Every Infisical AI Skill is A/B tested before shipping. Each eval runs the same prompt with and without the skill loaded, then grades the response against Infisical-specific assertions (correct function signatures, right auth method recommendations, accurate provider quirks, etc.).
| Skill | With Skill | Without Skill | Delta | Directory |
|---|---|---|---|---|
| infisical-setup (v1) | 100% | 50% | +50pp | infisical-setup-v1/ |
| infisical-setup (v2) | 100% | 50% | +50pp | infisical-setup-v2/ |
| infisical-secret-syncs | 100% | 39% | +61pp | infisical-secret-syncs/ |
| infisical-dynamic-secrets | 94% | 67% | +28pp | infisical-dynamic-secrets/ |
| infisical-agent | 100% | 33% | +67pp | infisical-agent/ |
Overall Tier 1 accuracy: 98% with skills vs 46% without (+52pp)
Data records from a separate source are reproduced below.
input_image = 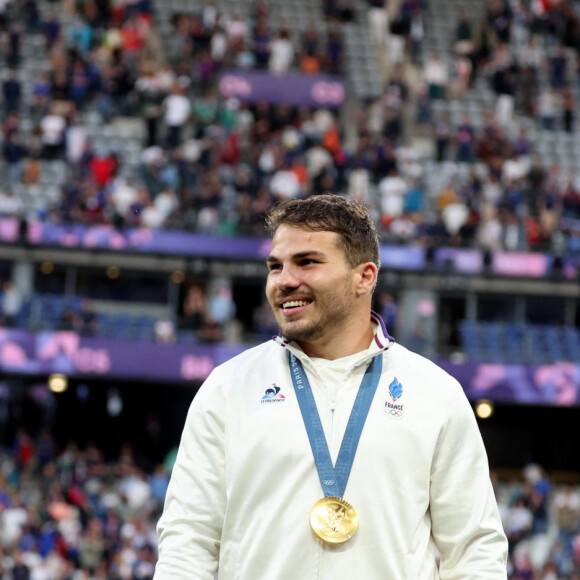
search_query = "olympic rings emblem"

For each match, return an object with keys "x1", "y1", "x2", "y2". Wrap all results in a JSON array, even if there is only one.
[
  {"x1": 323, "y1": 479, "x2": 335, "y2": 485},
  {"x1": 385, "y1": 409, "x2": 403, "y2": 417}
]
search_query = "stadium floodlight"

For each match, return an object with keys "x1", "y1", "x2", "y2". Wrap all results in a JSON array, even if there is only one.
[
  {"x1": 475, "y1": 399, "x2": 494, "y2": 420},
  {"x1": 48, "y1": 373, "x2": 68, "y2": 393}
]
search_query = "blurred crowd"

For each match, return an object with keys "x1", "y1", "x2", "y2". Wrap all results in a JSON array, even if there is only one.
[
  {"x1": 1, "y1": 428, "x2": 169, "y2": 579},
  {"x1": 3, "y1": 428, "x2": 580, "y2": 579},
  {"x1": 0, "y1": 0, "x2": 577, "y2": 258}
]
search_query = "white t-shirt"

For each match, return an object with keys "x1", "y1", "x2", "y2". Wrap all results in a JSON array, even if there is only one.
[
  {"x1": 379, "y1": 175, "x2": 408, "y2": 217},
  {"x1": 41, "y1": 114, "x2": 66, "y2": 145},
  {"x1": 270, "y1": 169, "x2": 300, "y2": 199},
  {"x1": 111, "y1": 178, "x2": 139, "y2": 214},
  {"x1": 66, "y1": 125, "x2": 87, "y2": 163},
  {"x1": 0, "y1": 192, "x2": 24, "y2": 217},
  {"x1": 269, "y1": 38, "x2": 294, "y2": 73},
  {"x1": 163, "y1": 94, "x2": 191, "y2": 127},
  {"x1": 141, "y1": 204, "x2": 165, "y2": 228}
]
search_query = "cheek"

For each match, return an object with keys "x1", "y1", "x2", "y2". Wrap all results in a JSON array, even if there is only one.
[{"x1": 265, "y1": 278, "x2": 277, "y2": 301}]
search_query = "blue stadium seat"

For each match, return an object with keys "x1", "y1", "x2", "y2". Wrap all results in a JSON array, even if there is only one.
[
  {"x1": 111, "y1": 314, "x2": 133, "y2": 340},
  {"x1": 480, "y1": 322, "x2": 504, "y2": 363},
  {"x1": 526, "y1": 325, "x2": 552, "y2": 365},
  {"x1": 177, "y1": 330, "x2": 197, "y2": 344},
  {"x1": 15, "y1": 300, "x2": 32, "y2": 329},
  {"x1": 503, "y1": 323, "x2": 525, "y2": 363},
  {"x1": 563, "y1": 327, "x2": 580, "y2": 362},
  {"x1": 132, "y1": 315, "x2": 156, "y2": 341},
  {"x1": 544, "y1": 325, "x2": 566, "y2": 363},
  {"x1": 458, "y1": 320, "x2": 483, "y2": 361}
]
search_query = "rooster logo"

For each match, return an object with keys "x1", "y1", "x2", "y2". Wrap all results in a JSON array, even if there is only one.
[{"x1": 262, "y1": 384, "x2": 285, "y2": 401}]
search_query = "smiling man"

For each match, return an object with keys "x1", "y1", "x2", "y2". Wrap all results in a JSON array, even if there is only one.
[
  {"x1": 265, "y1": 224, "x2": 375, "y2": 358},
  {"x1": 154, "y1": 194, "x2": 508, "y2": 580}
]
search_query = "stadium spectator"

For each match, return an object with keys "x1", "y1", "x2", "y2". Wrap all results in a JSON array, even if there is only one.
[
  {"x1": 367, "y1": 0, "x2": 388, "y2": 48},
  {"x1": 379, "y1": 167, "x2": 408, "y2": 219},
  {"x1": 548, "y1": 43, "x2": 569, "y2": 90},
  {"x1": 5, "y1": 21, "x2": 22, "y2": 69},
  {"x1": 178, "y1": 284, "x2": 207, "y2": 334},
  {"x1": 423, "y1": 53, "x2": 449, "y2": 100},
  {"x1": 325, "y1": 18, "x2": 345, "y2": 74},
  {"x1": 39, "y1": 104, "x2": 67, "y2": 160},
  {"x1": 0, "y1": 280, "x2": 22, "y2": 327},
  {"x1": 505, "y1": 496, "x2": 534, "y2": 546},
  {"x1": 454, "y1": 9, "x2": 474, "y2": 57},
  {"x1": 154, "y1": 318, "x2": 177, "y2": 344},
  {"x1": 161, "y1": 81, "x2": 191, "y2": 150},
  {"x1": 2, "y1": 71, "x2": 21, "y2": 117},
  {"x1": 268, "y1": 27, "x2": 294, "y2": 73},
  {"x1": 59, "y1": 308, "x2": 79, "y2": 331},
  {"x1": 11, "y1": 549, "x2": 30, "y2": 580},
  {"x1": 300, "y1": 22, "x2": 321, "y2": 74},
  {"x1": 42, "y1": 9, "x2": 61, "y2": 49},
  {"x1": 76, "y1": 300, "x2": 99, "y2": 336},
  {"x1": 555, "y1": 485, "x2": 580, "y2": 549},
  {"x1": 66, "y1": 15, "x2": 92, "y2": 56},
  {"x1": 2, "y1": 133, "x2": 26, "y2": 188},
  {"x1": 562, "y1": 86, "x2": 575, "y2": 132}
]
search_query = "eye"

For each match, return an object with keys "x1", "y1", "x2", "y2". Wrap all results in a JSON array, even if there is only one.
[
  {"x1": 267, "y1": 263, "x2": 281, "y2": 272},
  {"x1": 299, "y1": 259, "x2": 318, "y2": 266}
]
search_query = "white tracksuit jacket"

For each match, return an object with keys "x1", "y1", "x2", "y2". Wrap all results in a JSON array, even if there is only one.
[{"x1": 155, "y1": 318, "x2": 508, "y2": 580}]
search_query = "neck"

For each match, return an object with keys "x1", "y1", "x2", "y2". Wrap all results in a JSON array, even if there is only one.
[{"x1": 298, "y1": 320, "x2": 375, "y2": 360}]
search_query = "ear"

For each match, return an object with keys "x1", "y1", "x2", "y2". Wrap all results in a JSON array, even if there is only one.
[{"x1": 355, "y1": 262, "x2": 378, "y2": 297}]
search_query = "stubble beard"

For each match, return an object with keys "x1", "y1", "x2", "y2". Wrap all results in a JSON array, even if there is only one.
[{"x1": 274, "y1": 279, "x2": 354, "y2": 344}]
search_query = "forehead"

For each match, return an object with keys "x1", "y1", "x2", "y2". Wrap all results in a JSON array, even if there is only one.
[{"x1": 269, "y1": 225, "x2": 343, "y2": 258}]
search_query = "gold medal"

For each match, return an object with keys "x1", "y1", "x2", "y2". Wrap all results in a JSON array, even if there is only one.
[{"x1": 309, "y1": 497, "x2": 358, "y2": 544}]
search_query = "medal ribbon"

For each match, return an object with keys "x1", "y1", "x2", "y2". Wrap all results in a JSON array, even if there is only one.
[{"x1": 289, "y1": 352, "x2": 383, "y2": 498}]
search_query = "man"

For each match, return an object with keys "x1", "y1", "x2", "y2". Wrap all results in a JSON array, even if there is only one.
[
  {"x1": 162, "y1": 81, "x2": 191, "y2": 150},
  {"x1": 155, "y1": 194, "x2": 508, "y2": 579}
]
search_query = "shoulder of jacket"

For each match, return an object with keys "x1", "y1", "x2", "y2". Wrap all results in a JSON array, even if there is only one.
[
  {"x1": 208, "y1": 340, "x2": 286, "y2": 379},
  {"x1": 384, "y1": 343, "x2": 462, "y2": 394}
]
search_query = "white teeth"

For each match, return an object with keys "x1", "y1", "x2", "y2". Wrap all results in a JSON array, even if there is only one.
[{"x1": 282, "y1": 300, "x2": 309, "y2": 308}]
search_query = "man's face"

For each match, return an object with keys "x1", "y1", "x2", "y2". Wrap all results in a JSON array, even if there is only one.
[{"x1": 266, "y1": 225, "x2": 359, "y2": 347}]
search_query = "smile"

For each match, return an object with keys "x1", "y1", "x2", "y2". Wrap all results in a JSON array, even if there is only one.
[{"x1": 282, "y1": 300, "x2": 310, "y2": 309}]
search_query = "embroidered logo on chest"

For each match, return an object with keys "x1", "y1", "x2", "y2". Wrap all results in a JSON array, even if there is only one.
[
  {"x1": 385, "y1": 377, "x2": 404, "y2": 418},
  {"x1": 261, "y1": 383, "x2": 286, "y2": 403}
]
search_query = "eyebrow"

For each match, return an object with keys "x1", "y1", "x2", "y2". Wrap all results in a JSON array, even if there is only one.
[{"x1": 266, "y1": 251, "x2": 327, "y2": 264}]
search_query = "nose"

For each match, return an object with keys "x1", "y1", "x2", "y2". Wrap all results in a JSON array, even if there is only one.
[{"x1": 276, "y1": 264, "x2": 300, "y2": 290}]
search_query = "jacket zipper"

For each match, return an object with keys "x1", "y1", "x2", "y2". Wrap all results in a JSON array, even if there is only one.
[{"x1": 329, "y1": 399, "x2": 336, "y2": 446}]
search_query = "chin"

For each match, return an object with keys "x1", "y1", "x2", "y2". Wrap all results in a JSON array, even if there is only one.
[{"x1": 280, "y1": 322, "x2": 322, "y2": 344}]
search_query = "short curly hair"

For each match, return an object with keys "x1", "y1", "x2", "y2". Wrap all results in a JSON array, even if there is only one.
[{"x1": 266, "y1": 194, "x2": 380, "y2": 270}]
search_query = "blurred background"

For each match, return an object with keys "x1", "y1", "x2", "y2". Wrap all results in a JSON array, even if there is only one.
[{"x1": 0, "y1": 0, "x2": 580, "y2": 576}]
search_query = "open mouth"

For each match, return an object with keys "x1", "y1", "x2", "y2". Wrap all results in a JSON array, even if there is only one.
[
  {"x1": 280, "y1": 299, "x2": 312, "y2": 315},
  {"x1": 281, "y1": 300, "x2": 310, "y2": 309}
]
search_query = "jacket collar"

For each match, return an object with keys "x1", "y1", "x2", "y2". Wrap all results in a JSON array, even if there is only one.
[{"x1": 273, "y1": 311, "x2": 394, "y2": 369}]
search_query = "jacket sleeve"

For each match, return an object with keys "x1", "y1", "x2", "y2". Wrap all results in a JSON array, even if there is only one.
[
  {"x1": 154, "y1": 374, "x2": 226, "y2": 580},
  {"x1": 429, "y1": 377, "x2": 508, "y2": 580}
]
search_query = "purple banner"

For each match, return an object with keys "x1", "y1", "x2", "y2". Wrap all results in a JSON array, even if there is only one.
[
  {"x1": 24, "y1": 221, "x2": 424, "y2": 270},
  {"x1": 491, "y1": 251, "x2": 552, "y2": 278},
  {"x1": 380, "y1": 245, "x2": 426, "y2": 270},
  {"x1": 2, "y1": 328, "x2": 580, "y2": 407},
  {"x1": 563, "y1": 255, "x2": 580, "y2": 279},
  {"x1": 0, "y1": 219, "x2": 572, "y2": 279},
  {"x1": 0, "y1": 217, "x2": 20, "y2": 243},
  {"x1": 434, "y1": 248, "x2": 483, "y2": 274},
  {"x1": 445, "y1": 361, "x2": 580, "y2": 407},
  {"x1": 218, "y1": 69, "x2": 345, "y2": 108},
  {"x1": 26, "y1": 221, "x2": 273, "y2": 260},
  {"x1": 0, "y1": 328, "x2": 246, "y2": 382}
]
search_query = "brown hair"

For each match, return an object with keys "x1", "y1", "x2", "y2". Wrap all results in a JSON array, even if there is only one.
[{"x1": 266, "y1": 194, "x2": 381, "y2": 269}]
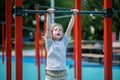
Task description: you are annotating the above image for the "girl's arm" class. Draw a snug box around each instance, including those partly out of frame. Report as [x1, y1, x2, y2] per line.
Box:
[44, 13, 51, 38]
[44, 8, 55, 39]
[65, 9, 79, 36]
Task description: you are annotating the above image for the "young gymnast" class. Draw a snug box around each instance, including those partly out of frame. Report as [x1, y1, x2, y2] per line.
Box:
[44, 8, 79, 80]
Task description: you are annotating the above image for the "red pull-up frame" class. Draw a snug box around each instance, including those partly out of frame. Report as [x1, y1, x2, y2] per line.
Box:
[35, 4, 41, 80]
[5, 0, 112, 80]
[74, 0, 113, 80]
[104, 0, 112, 80]
[14, 0, 23, 80]
[6, 0, 12, 80]
[74, 0, 82, 80]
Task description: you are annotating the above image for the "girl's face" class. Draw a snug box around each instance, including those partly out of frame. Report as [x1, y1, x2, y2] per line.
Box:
[52, 26, 63, 41]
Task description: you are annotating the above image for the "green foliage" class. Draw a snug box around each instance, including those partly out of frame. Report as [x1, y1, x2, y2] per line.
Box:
[0, 0, 120, 40]
[0, 0, 5, 21]
[0, 0, 5, 44]
[55, 0, 74, 32]
[21, 0, 74, 37]
[55, 0, 74, 8]
[21, 0, 50, 37]
[82, 0, 120, 40]
[82, 0, 104, 40]
[113, 0, 120, 40]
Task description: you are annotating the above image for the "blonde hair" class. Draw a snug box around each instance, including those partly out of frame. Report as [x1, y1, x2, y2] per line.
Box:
[51, 23, 64, 34]
[51, 23, 64, 40]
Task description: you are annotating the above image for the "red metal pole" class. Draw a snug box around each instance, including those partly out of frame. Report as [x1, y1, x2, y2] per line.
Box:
[5, 0, 12, 80]
[35, 8, 38, 66]
[2, 23, 5, 64]
[14, 0, 23, 80]
[104, 0, 112, 80]
[34, 31, 37, 65]
[74, 0, 82, 80]
[73, 24, 76, 79]
[35, 4, 41, 80]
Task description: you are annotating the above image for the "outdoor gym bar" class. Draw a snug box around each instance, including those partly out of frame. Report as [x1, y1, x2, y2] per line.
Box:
[38, 5, 72, 10]
[14, 6, 112, 16]
[23, 10, 105, 14]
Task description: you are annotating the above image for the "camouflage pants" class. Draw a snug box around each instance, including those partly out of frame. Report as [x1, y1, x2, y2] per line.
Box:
[45, 70, 67, 80]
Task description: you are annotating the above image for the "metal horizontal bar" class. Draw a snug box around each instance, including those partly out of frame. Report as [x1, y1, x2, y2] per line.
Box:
[113, 10, 120, 13]
[55, 15, 71, 19]
[0, 21, 5, 24]
[78, 11, 105, 14]
[23, 10, 48, 14]
[38, 6, 72, 10]
[0, 21, 35, 31]
[23, 10, 105, 14]
[23, 10, 74, 14]
[12, 24, 35, 31]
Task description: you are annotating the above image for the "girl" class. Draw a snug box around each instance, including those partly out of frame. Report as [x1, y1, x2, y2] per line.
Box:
[44, 8, 79, 80]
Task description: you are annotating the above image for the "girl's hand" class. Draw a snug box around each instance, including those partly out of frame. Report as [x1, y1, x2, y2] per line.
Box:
[47, 8, 55, 14]
[71, 9, 79, 14]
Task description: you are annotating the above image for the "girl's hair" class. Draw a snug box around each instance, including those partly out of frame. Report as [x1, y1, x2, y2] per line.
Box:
[51, 23, 64, 40]
[51, 23, 64, 34]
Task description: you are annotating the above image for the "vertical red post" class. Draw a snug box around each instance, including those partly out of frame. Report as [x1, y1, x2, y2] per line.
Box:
[74, 0, 82, 80]
[6, 0, 12, 80]
[35, 4, 41, 80]
[15, 0, 23, 80]
[104, 0, 112, 80]
[35, 33, 37, 65]
[2, 23, 5, 63]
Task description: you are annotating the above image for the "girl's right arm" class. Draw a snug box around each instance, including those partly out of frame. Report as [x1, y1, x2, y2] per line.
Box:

Each eval directory follows this layout:
<skill-name>/
├── iteration-1/
│ ├── benchmark.json # Machine-readable aggregate results
│ ├── benchmark.md # Human-readable summary
│ ├── eval-viewer.html # Interactive HTML viewer (open in browser)
│ └── eval-N/
│ ├── eval_metadata.json # Prompt + assertions for this test case
│ ├── with_skill/
│ │ └── run-1/
│ │ ├── grading.json # Pass/fail per assertion with evidence
│ │ ├── timing.json # Token count and duration
│ │ └── outputs/
│ │ └── response.md # Full model response
│ └── without_skill/
│ └── run-1/
│ └── ... # Same structure
The easiest way to review results is to open the eval-viewer.html file in each skill's iteration directory. It shows side-by-side with/without responses and per-assertion grading.
Assertions test for Infisical-specific knowledge that AI agents commonly hallucinate, such as:
- Correct SDK package names and import paths
- Deprecated vs current auth patterns
- Provider-specific quirks (Azure underscore-to-hyphen conversion, GitHub no-import limitation)
- Exact function signatures and return types
- Required prerequisites (App Connections, admin users, IAM policies)